July 1, 2025 · 10 min read
For years, the SaaS playbook was straightforward: charge per user (per “seat”) on the system. This made sense when one human user roughly equated to one unit of value from the software. However, generative AI – and more specifically agentic AI (AI that can take autonomous actions to accomplish goals) – is turning that model on its head. As Box CEO Aaron Levie argues, AI agents break the link between users and value: one person with an AI “co-pilot” can now accomplish the work of many, and agents can even operate in the background without direct human input . In other words, an enterprise is no longer limited by how many employees are using a tool; AI-driven workflows have “no upper limit” on deployment. We’re already seeing AI agents perform tasks in coding, research, and legal work that are billed at multiples of the old seat-based pricing for equivalent software. I share Levie’s view that this is likely the biggest shift in enterprise software business models we’ve ever seen – a shift from per-user licensing toward pricing that reflects work done and outcomes delivered. Even leading economists are signaling how profound this change could be. Erik Brynjolfsson describes AI as “the biggest transformation wave the economy has ever seen”. He notes that tech executives must be ready to adapt their business models for a world where every customer and supplier employs AI – especially as autonomous agents enable a new “service-as-software” paradigm in SaaS . In practical terms, if a software agent can perform tasks 24/7 at a cost far lower than a human salary, how do vendors capture that value? It likely won’t be through the old per-seat licenses. As one industry observer put it bluntly, “It’s no longer ‘How many seats?’ It’s ‘How many tasks can AI handle, and at what cost?’”. The traditional model of selling seats is starting to look obsolete when the “user” might be an AI or a single human overseeing dozens of AI-driven processes. If seat-based subscriptions don’t fit an AI-first world, what will? Many, myself included, believe the future lies in usage-based and outcome-based pricing. Aaron Levie himself has sketched out a few possibilities for agentic AI pricing:
  • Labor- or Task-Based Pricing: Charge for the amount of work the AI agent performs, analogous to paying an hourly rate or per unit of output. “An AI agent performs a certain amount of work, and you pay for [the] time or units it took to do that work,” Levie explains. This essentially treats AI as a workforce: if an agent does the work of a data analyst for 10 hours, you pay a fee comparable to 10 hours of that analyst’s time (perhaps at a discount since it’s software). This aligns price with workload accomplished – a fair trade in theory for both customer and provider.

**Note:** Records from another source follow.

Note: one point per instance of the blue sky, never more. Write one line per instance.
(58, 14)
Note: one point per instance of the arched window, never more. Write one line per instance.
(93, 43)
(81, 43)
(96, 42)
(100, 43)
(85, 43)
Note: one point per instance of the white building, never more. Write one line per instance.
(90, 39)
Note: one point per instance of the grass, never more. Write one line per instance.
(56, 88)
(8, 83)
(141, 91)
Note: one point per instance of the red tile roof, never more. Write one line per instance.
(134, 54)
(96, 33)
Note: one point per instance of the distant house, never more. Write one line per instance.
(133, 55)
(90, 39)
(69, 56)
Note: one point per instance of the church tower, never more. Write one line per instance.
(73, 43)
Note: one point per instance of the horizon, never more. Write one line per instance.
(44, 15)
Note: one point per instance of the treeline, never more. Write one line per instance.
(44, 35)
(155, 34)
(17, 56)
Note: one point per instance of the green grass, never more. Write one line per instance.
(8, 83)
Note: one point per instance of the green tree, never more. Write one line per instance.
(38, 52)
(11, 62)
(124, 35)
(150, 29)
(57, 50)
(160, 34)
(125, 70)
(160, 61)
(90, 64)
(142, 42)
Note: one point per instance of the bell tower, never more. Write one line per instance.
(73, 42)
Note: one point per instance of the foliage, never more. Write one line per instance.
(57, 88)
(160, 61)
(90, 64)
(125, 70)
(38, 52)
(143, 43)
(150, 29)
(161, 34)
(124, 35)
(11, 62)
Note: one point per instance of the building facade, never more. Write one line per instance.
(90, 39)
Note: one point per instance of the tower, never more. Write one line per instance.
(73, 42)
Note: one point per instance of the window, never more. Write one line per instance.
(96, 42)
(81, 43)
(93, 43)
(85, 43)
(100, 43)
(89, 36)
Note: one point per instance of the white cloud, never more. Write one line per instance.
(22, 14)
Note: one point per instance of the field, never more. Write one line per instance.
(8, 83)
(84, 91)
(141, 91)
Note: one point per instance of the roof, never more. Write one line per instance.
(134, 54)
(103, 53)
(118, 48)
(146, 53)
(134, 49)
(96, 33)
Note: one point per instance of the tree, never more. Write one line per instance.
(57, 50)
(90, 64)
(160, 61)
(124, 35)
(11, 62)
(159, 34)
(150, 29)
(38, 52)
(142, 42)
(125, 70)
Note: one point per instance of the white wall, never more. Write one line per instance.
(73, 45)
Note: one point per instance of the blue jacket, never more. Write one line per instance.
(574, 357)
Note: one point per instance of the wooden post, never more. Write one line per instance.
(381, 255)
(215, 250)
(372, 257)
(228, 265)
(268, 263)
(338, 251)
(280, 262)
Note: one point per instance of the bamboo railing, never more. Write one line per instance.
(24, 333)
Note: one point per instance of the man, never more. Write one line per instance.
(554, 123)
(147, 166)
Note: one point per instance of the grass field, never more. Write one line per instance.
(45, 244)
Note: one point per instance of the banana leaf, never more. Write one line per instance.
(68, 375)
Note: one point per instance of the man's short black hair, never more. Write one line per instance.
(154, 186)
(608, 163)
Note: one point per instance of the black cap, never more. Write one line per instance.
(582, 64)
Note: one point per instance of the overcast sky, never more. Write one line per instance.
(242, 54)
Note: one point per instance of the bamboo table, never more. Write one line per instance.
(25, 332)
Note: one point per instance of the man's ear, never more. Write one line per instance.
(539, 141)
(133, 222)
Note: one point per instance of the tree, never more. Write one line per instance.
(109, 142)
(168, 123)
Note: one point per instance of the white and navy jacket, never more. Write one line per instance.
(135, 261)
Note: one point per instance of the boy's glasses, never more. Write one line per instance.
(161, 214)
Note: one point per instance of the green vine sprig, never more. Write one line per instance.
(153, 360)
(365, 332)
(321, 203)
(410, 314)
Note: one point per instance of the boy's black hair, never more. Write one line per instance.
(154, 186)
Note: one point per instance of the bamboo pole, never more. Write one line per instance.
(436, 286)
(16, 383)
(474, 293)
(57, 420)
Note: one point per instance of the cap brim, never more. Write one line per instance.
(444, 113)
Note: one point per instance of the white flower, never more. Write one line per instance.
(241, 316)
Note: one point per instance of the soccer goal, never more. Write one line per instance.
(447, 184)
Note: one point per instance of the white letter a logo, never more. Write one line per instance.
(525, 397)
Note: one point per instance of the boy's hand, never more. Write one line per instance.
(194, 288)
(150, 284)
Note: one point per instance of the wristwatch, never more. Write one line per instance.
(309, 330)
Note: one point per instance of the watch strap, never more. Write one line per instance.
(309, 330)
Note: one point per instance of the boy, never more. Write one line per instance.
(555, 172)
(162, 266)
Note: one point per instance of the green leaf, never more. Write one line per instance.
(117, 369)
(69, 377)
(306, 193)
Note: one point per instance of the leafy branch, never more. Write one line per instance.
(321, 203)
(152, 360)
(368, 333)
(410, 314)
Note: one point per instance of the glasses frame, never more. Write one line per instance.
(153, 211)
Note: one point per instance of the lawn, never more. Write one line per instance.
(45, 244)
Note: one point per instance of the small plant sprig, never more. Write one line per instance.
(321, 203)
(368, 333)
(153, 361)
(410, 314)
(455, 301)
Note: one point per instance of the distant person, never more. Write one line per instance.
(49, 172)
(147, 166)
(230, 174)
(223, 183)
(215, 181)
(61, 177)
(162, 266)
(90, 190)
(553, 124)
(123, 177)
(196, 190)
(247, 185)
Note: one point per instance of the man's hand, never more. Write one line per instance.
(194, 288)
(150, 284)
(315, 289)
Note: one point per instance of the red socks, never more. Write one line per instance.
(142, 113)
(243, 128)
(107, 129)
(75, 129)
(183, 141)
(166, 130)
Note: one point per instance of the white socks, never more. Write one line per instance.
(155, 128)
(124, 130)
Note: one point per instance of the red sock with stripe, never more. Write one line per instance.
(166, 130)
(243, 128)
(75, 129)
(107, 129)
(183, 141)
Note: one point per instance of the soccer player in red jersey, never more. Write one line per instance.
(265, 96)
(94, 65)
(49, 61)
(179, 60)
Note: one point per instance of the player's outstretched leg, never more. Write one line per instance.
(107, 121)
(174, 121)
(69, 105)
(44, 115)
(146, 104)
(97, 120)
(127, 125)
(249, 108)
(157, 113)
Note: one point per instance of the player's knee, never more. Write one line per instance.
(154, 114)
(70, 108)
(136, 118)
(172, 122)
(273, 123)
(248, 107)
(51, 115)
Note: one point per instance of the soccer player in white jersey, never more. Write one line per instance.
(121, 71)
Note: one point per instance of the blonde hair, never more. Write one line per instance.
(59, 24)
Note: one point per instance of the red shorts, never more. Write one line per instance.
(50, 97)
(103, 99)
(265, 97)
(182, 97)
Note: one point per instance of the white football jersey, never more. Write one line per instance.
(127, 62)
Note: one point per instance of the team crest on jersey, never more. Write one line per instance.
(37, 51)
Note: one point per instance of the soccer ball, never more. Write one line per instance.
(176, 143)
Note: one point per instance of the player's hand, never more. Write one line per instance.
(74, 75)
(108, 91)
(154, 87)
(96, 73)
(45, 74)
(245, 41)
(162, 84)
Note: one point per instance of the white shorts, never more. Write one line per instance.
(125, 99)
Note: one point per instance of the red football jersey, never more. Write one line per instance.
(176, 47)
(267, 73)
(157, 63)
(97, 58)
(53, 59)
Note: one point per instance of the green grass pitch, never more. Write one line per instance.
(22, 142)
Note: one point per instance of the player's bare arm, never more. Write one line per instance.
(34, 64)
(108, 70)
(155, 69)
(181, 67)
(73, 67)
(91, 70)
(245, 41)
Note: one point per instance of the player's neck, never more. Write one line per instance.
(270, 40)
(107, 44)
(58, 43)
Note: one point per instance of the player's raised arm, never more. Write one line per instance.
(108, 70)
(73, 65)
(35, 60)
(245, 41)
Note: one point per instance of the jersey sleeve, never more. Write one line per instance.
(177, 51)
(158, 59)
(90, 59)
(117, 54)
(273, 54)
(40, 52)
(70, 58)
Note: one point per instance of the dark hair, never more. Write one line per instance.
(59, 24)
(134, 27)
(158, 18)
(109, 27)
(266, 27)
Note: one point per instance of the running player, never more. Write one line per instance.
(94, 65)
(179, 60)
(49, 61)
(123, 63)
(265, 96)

  • Outcome-Based Pricing: Charge based on successful completion of tasks or the results achieved. In this model, the customer pays for a defined outcome – say, an AI agent resolved 100 customer support tickets or processed 1,000 invoices – rather than for usage per se. The appeal here is a direct link between what the customer needed done and what they pay. As Levie notes, this makes the value obvious: you pay when the AI actually accomplishes something for you. It’s essentially “pay-per-result,” which can be very attractive if those outcomes drive business value. (Notably, some early SaaS AI offerings resemble this: e.g. charging a few dollars per conversation an AI agent handles, rather than a flat fee.) One bonus of outcome pricing is that if the underlying AI gets cheaper to run over time, the vendor’s margins improve while the price per outcome could stay the same. In other words, efficiency gains go to the provider once pricing is pegged to outcomes delivered, not compute used.

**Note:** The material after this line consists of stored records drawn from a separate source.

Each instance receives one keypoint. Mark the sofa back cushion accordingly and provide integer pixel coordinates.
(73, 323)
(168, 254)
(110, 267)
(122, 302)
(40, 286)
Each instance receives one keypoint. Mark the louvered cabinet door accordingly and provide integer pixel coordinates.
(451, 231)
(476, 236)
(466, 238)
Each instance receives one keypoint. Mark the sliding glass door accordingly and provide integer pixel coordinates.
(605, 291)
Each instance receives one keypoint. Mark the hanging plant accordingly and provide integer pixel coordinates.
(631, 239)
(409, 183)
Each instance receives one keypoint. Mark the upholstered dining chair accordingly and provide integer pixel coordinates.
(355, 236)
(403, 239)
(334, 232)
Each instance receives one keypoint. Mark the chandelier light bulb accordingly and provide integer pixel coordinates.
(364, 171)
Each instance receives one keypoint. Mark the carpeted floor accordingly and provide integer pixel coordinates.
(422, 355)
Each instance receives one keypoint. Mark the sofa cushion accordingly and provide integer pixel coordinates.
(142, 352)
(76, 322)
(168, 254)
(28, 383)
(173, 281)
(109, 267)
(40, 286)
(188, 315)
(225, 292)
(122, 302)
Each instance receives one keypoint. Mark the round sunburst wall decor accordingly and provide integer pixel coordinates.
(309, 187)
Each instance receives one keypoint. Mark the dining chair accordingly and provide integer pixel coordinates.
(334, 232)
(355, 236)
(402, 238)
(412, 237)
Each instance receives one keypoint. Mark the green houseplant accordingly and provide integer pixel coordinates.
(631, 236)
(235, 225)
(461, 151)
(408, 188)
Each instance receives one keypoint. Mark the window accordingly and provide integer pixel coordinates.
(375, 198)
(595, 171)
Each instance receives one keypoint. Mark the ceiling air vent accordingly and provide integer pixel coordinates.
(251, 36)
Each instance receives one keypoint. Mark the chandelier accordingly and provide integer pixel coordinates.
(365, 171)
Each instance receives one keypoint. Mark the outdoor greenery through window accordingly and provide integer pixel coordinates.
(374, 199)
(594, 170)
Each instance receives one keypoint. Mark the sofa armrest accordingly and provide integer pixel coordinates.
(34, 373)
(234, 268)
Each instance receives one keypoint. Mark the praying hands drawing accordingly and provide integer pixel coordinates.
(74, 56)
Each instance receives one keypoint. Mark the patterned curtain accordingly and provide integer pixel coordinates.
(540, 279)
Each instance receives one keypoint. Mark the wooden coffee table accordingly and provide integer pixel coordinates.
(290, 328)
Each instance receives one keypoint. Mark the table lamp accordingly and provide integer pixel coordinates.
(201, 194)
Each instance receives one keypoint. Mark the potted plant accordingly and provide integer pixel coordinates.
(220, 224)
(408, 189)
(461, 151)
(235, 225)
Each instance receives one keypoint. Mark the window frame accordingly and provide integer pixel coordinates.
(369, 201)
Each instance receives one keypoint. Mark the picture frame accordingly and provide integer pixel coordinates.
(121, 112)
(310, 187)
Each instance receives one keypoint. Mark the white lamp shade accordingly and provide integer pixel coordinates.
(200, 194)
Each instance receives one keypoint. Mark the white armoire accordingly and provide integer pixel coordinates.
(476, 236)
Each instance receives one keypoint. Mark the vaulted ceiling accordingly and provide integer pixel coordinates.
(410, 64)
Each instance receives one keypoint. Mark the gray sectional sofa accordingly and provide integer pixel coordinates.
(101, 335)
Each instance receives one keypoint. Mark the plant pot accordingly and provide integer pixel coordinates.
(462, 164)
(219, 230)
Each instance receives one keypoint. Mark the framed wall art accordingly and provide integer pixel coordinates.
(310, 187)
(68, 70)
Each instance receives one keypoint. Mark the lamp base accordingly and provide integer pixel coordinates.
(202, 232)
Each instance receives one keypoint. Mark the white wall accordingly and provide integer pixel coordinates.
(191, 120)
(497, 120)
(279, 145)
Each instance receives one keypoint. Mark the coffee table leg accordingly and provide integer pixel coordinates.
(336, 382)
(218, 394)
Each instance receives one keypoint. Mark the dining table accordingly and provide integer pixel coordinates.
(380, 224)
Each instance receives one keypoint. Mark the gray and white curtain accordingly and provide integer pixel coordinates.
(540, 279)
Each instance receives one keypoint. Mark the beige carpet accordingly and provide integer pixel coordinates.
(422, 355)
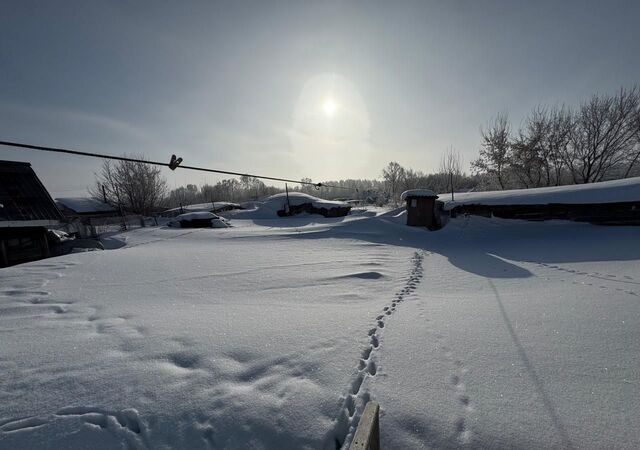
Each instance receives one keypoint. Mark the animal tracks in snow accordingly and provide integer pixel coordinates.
(25, 297)
(367, 365)
(124, 424)
(622, 280)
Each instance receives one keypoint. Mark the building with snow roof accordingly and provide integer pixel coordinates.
(421, 208)
(26, 210)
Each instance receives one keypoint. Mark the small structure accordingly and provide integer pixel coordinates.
(200, 219)
(26, 210)
(212, 207)
(421, 208)
(292, 203)
(85, 213)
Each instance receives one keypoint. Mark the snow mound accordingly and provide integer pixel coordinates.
(202, 207)
(84, 205)
(202, 218)
(276, 202)
(418, 193)
(268, 208)
(616, 191)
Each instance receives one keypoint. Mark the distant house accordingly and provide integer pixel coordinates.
(26, 210)
(85, 213)
(85, 207)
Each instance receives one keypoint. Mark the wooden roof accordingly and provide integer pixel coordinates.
(23, 199)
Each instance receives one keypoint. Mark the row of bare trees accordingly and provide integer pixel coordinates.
(449, 177)
(597, 141)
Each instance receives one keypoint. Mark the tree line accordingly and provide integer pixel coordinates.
(555, 145)
(597, 141)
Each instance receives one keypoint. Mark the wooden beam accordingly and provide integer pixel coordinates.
(368, 432)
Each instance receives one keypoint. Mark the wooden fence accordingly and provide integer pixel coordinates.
(368, 432)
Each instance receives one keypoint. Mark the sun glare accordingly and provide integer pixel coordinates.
(329, 107)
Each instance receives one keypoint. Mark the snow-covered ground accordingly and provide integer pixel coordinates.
(272, 334)
(625, 190)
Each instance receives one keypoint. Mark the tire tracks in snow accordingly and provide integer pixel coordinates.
(573, 273)
(367, 367)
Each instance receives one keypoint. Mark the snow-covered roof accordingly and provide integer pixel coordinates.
(196, 216)
(278, 201)
(418, 193)
(209, 206)
(616, 191)
(84, 205)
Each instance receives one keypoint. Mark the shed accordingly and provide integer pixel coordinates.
(420, 208)
(26, 210)
(85, 207)
(84, 214)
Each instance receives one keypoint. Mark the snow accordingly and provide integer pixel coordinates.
(277, 201)
(267, 208)
(84, 204)
(626, 190)
(272, 334)
(417, 193)
(209, 206)
(216, 221)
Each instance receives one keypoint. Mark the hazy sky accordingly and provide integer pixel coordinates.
(325, 90)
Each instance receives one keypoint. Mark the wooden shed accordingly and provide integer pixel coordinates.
(26, 210)
(421, 208)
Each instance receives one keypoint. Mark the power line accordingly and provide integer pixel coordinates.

  • Cost-Plus (Consumption) Pricing: Charge based on the AI’s underlying compute costs, with a markup. For instance, pricing by the number of API calls, tokens processed, or CPU hours consumed by the AI agent. This is transparent – the customer pays roughly for resources used – and it can feel logical to more technical buyers who understand infrastructure costs. However, simply passing along AI compute costs with a small margin may not sustain high profitability long-term. It also doesn’t directly tie to business value – it’s more like utility pricing. Still, many generative AI services today use a form of consumption pricing (e.g. OpenAI charging per 1,000 tokens), so this model is already common at the API level.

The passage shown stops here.